Objective and design: We investigated the role of neuronal and mast cell histamine in the analgesic effect of clomipramine.
Subjects: Male Sprague-Dawley rats (4-6 weeks old) were used (n = 228).
Treatment: Clomipramine (10, 20 or 40 mg/kg i.p.) was injected in rats pretreated with [a] saline i.cv. or i.p., [b] alpha-fluoromethylhistidine (alpha-FMH, 200 microg i.cv.), [c] compound 48/80 (C48/80, 1 mg/kg i.p.). Other rats were pretreated with clomipramine, before C48/80.
Methods: Antinociceptive responses were determined before and 30, 60, 90, 120 min after drug injection by tail-flick (TFT) and hot-plate (HPT) tests. Results for each treatment group are given as mean %MPE +/- SEM (Student's t-test, ANOVA).
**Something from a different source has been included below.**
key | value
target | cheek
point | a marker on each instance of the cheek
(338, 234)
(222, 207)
Results: Clomipramine produced no significant changes in TFT and HPT in saline- or alpha-FMH-pretreated rats. Following C48/80, clomipramine (10 and 20 mg/kg) produced a dose-related significant increase in latencies, between 30 and 120 min: 28.5 +/- 5.7 vs 8 +/- 1.6 (p < 0.05), 56 +/- 5 vs 9.2 +/- 1.9 (p < 0.01) in TFT; 31 +/- 4.3 vs 12 +/- 2.5 (p < 0.05), 46.2 +/- 6 vs 11.5 +/- 1.9 (p < 0.01) in HPT. Clomipramine (40 mg/kg, after C48/80) produced marked and persistent increase in latencies 83.2 +/- 4.2 vs 10.5 +/- 3 (p < 0.01) in TFT and 91.2 +/- 4.6 vs 10.5 +/- 3 (p < 0.01) in HPT, followed by symptoms of toxicity and death of some animals. In rats pretreated with clomipramine, C48/80 was unable to show antinociceptive effects on TFT and HPT.
Conclusions: Results suggest that the antinociceptive effect of clomipramine may depend on mast cell histamine levels.